In [1]:
%matplotlib inline
import matplotlib
import numpy as np
from matplotlib import pyplot as plt
from sklearn.cluster import KMeans

Disjoint clusters

generate random data


In [2]:
np.random.seed(1) # random seed for consistency
N = 100
k = 4

cov_mat = np.eye(2)/10

all_samples1 = np.vstack([np.random.multivariate_normal([-1, -1], cov_mat, N),
                          np.random.multivariate_normal([-1, +1], cov_mat, N),
                          np.random.multivariate_normal([+1, -1], cov_mat, N),
                          np.random.multivariate_normal([+1, +1], cov_mat, N)])
cols1 = [0] * N + [1] * N + [2] * N + [3] * N

plot data with original cluster colors


In [3]:
fig = plt.figure(figsize=(5,5))
ax = fig.add_subplot(1,1,1)
ax.scatter(all_samples1[:,0], all_samples1[:,1], s=40, c=cols1, alpha=1, linewidth=0)
plt.show()


Performing K-means with K=4


In [4]:
kmeans_model1 = KMeans(n_clusters=4, random_state=1).fit(all_samples1)
labels1 = kmeans_model1.labels_

Scatter plot of the clustering results


In [5]:
labels1 = kmeans_model1.labels_
fig = plt.figure(figsize=(5,5))
ax = fig.add_subplot(1,1,1)
ax.scatter(all_samples1[:,0], all_samples1[:,1], s=40, c=labels1, alpha=1, linewidth=0)
plt.show()


Example with two concentric rings


In [6]:
np.random.seed(1) # random seed for consistency
N = 200

theta = np.random.uniform(size=(2*N, 1)) * 2 * np.pi
r     = np.vstack([np.random.uniform(low=0.8, high=1.2, size=(N, 1)),
                   np.random.uniform(low=1.8, high=2.2, size=(N, 1))])

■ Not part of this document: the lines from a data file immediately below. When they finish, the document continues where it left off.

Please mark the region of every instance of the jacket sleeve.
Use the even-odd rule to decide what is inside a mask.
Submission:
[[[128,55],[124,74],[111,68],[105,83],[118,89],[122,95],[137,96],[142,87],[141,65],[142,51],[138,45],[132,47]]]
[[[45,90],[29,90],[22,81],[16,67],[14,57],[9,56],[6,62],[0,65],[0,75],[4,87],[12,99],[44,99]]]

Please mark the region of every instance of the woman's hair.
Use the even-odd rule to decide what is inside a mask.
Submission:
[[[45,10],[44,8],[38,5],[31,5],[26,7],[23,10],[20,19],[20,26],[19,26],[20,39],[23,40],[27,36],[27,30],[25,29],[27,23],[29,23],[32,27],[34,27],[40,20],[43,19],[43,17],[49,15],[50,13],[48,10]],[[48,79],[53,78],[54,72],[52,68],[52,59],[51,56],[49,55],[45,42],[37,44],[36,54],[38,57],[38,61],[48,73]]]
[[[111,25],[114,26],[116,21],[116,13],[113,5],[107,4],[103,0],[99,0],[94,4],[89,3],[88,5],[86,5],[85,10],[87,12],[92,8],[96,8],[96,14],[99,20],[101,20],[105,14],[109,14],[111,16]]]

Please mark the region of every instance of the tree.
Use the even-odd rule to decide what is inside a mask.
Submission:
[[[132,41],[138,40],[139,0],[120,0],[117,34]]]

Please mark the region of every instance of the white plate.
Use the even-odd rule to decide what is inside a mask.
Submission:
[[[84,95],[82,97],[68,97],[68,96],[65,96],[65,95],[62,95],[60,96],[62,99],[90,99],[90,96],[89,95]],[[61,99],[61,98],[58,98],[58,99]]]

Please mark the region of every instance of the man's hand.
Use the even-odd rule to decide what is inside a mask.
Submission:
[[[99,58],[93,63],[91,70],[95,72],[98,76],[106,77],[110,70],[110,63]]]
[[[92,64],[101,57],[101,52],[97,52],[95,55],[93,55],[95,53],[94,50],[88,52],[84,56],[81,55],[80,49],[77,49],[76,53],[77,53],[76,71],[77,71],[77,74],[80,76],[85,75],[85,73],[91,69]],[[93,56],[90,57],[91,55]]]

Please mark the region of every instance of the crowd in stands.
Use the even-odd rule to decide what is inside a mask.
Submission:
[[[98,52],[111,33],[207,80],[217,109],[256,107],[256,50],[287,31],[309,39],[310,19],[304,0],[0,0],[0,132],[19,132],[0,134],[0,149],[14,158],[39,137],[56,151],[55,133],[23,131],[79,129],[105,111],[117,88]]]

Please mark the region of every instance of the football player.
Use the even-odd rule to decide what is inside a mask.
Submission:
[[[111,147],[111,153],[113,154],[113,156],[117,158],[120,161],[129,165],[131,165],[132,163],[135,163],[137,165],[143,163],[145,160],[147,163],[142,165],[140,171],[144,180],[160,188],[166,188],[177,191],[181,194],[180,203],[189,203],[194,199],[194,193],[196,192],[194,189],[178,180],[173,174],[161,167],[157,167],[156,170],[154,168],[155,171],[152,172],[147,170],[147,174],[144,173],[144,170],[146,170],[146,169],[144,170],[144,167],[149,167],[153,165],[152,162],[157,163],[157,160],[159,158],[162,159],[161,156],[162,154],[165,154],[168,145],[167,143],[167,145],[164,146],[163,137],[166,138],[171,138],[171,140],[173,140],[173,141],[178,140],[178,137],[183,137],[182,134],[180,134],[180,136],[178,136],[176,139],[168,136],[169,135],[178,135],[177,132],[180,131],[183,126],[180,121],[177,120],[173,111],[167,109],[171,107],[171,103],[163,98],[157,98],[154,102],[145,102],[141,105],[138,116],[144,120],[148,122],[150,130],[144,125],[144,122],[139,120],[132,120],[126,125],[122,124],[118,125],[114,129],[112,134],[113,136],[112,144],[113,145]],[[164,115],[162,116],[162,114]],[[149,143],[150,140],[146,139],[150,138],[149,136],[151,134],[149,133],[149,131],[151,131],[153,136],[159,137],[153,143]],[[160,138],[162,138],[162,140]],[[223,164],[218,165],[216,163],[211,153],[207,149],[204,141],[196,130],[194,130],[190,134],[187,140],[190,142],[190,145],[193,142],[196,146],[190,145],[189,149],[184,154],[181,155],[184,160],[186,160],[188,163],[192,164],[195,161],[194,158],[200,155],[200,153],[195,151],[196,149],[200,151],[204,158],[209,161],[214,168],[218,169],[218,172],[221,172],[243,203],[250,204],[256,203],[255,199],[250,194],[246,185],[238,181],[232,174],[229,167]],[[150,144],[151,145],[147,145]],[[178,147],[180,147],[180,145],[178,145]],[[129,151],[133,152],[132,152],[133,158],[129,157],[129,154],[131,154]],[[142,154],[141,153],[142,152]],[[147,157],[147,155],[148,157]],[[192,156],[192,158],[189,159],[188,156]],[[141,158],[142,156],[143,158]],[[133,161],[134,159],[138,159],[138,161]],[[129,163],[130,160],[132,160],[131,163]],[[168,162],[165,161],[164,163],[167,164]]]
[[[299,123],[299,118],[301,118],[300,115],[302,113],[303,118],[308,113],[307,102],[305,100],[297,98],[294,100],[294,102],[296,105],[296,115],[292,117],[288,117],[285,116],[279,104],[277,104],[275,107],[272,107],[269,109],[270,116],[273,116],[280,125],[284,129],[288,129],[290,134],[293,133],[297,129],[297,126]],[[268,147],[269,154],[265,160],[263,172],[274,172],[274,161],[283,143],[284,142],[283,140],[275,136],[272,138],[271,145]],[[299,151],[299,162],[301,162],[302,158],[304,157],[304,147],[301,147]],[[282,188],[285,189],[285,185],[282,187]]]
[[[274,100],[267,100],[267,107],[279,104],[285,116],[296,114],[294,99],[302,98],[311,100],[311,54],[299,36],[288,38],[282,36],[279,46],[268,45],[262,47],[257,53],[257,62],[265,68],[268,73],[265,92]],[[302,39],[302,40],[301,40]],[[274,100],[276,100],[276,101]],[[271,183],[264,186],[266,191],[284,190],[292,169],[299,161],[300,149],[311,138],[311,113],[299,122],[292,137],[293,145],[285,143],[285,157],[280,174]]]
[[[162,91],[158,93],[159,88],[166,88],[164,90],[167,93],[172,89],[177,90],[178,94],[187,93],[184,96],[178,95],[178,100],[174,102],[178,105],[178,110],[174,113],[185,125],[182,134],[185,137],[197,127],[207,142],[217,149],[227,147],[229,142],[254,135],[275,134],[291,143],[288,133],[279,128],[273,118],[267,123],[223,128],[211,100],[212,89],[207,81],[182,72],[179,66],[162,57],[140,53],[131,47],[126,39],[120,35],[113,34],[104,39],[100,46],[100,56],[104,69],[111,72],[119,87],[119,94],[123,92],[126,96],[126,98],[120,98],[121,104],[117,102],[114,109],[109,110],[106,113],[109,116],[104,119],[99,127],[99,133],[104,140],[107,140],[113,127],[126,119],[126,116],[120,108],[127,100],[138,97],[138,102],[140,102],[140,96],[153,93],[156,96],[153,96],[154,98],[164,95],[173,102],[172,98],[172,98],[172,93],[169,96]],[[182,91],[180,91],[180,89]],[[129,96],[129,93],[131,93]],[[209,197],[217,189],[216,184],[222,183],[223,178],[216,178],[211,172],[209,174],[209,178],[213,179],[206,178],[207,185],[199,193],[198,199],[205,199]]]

x = np.multiply(r, np.cos(theta))
y = np.multiply(r, np.sin(theta))

all_samples2 = np.hstack([x, y])
cols2 = np.array([(1.0, 0.2, 0.2)]*N + [(0.5, 0.5, 1)]*N)

In [7]:
fig = plt.figure(figsize=(5,5))
ax = fig.add_subplot(1,1,1)
ax.scatter(all_samples2[:,0], all_samples2[:,1], s=40, c=cols2, alpha=1, linewidth=0)
plt.show()


performing K-means with K=2


In [8]:
kmeans_model2 = KMeans(n_clusters=2, random_state=1).fit(all_samples2)
labels2 = kmeans_model2.labels_

Scatter plot of the clustering results


In [9]:
fig = plt.figure(figsize=(5,5))
ax = fig.add_subplot(1,1,1)
ax.scatter(all_samples2[:,0], all_samples2[:,1], s=40, c=labels2, alpha=1, linewidth=0)
plt.show()